The term tokamak is in fact the acronym of the Russian terms “toroïdalnaïa kameras magnitnymi katushkami”, which can be translated as “toroidal chamber with magnetic coils”. It was in fact two Russian researchers who, in 1968, succeeded in attaining temperature levels and plasma confinement times – two of the parameters essential for fusion – never before obtained.“ITER” has largely benefited from feedback from existing facilities”, explains Joëlle Elbez-Uzan, responsible for the safety of the facility at ITER Organization. “Each of the preceding experiments has resolved, one by one, different challenges encountered and ITER is going to integrate all of the technologies developed. For example, the technology of the superconductivity of coils, which has in particular been tested in the French "Tore Supra" tokamak located in Cadarache, which has been operating since 1988, has made it possible to obtain a high magnetic field intensity at the centre of the plasma. The British JET tokamak, inaugurated in 1984, and the American TFTR tokamak, designed in the 1980s, were, for their part, the first to achieve fusion between deuterium and tritium.”
Other tokamaks have provided building blocks for this international project: KSTAR in South Korea, which produced its first plasma in 2002, EAST in China, which produced its first plasma in 2006, SST-1 in India or instead JT-60, in Japan, which in particular enhanced our knowledge of the physics of the plasma and the manner of maintaining its shape and its stability, away from the walls.
A plasma more energy productive than energy consuming
“Throughout the world, fusion facilities have continuously progressed. The Tore Supra tokamak, of CEA/Cadarache, holds the plasma time record at 6 minutes and 30 seconds”, continues Joëlle Elbez-Uzan.
“The Japanese JT-60 obtained the highest value obtained to date of the triple product of fusion – density, temperature, confinement time. In the United States, fusion facilities have obtained temperatures of several hundreds of millions of degrees Celsius.
All of these remarkable achievements have enabled the science of fusion to come close to the “breakeven” point, which corresponds to the moment when, in a fusion facility, a plasma releases as much energy as it has received to produce the energy. This “breakeven” point has never been reached to date.
The current record is held by the JET, which has managed to reproduce, in the form of energy, 70 % of the power supplied. ITER should be the first, producing 500 MW of energy for 50 MW of energy consumed.”
Once the ITER scientific experiment has demonstrated the feasibility of this fusion based energy system, it is planned to create, on a site that has not yet been determined, a prototype plant known as DEMO. “In ITER, the energy produced is not recovered”, continues Joëlle Elbez-Uzan. “In DEMO, we will not only recover the energy, but we will also test the capacity of this prototype to supply itself with tritium.”
The project is only at the feasibility and elaboration of plans stage. The first stone is not likely to be laid before 2060. And the first power plant based on this prototype could see the light of day by the end of the century.

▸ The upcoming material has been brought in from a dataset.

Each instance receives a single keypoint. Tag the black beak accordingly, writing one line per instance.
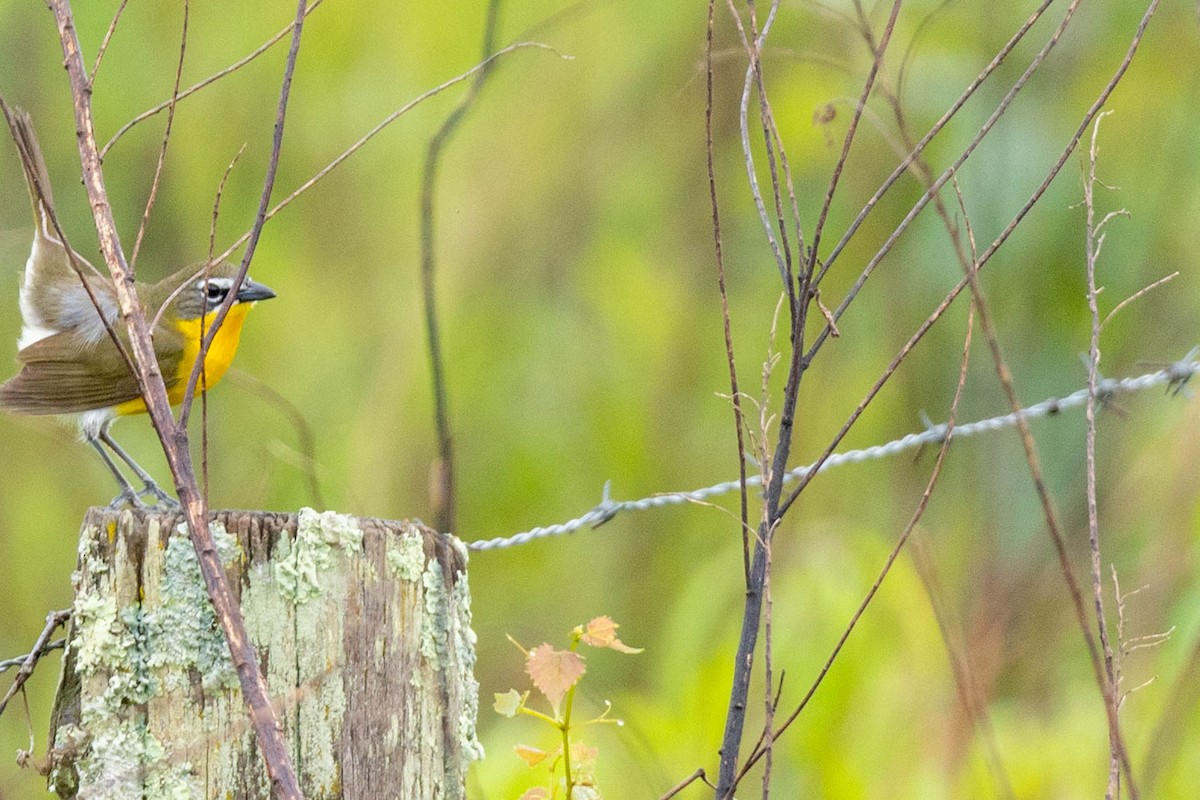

Interview Benjamin Carreras: Combining empirical extrapolation and modeling
Benjamin Carreras is an American nuclear physicist and a specialist in plasma physics. He formerly worked in the multidisciplinary research Oak Ridge National Laboratory, which depends on the US Department of Energy. Currently a researcher at two Spanish institutions and physics professor at Fairbanks (Alaska, United States), he is also a consultant for IRSN on the ITER project.
What is the biggest technical challenge linked to plasma?
One of the major concerns regards what are known as disruptions, in other words the sudden appearance of plasma instabilities. In the initial tests, before radioactive elements are used, ITER will have to acquire experience on the probability of such disruptions and the way their consequences need to be managed.
How to predict these instabilities?
Aspects of the plasma, which we do not yet fully understand, need to be studied on ITER. Our knowledge is based on smaller devices that are not able to attain the temperatures at which ITER is going to work. We do not have at our disposal sufficient theoretical bases to allow us to predict or calculate the different aspects of the disruption. In order to evaluate the consequences, two means exist: extrapolating from empirical data from present tokamaks or modeling the process, as precisely as possible. However, both approaches have limits.
Can you give an example?
An important problem consists in determining the shortest time taken by the current to collapse during a disruption. The shorter this time, the greater the consequences of the disruption. It is thus vital to enhance the analysis of existing data and the level of modeling of these events and to arrive at three-dimensional models, for example, and at the same time to gather together as much information as possible during the first experimentation phase in order to test the empirical extrapolations already carried out.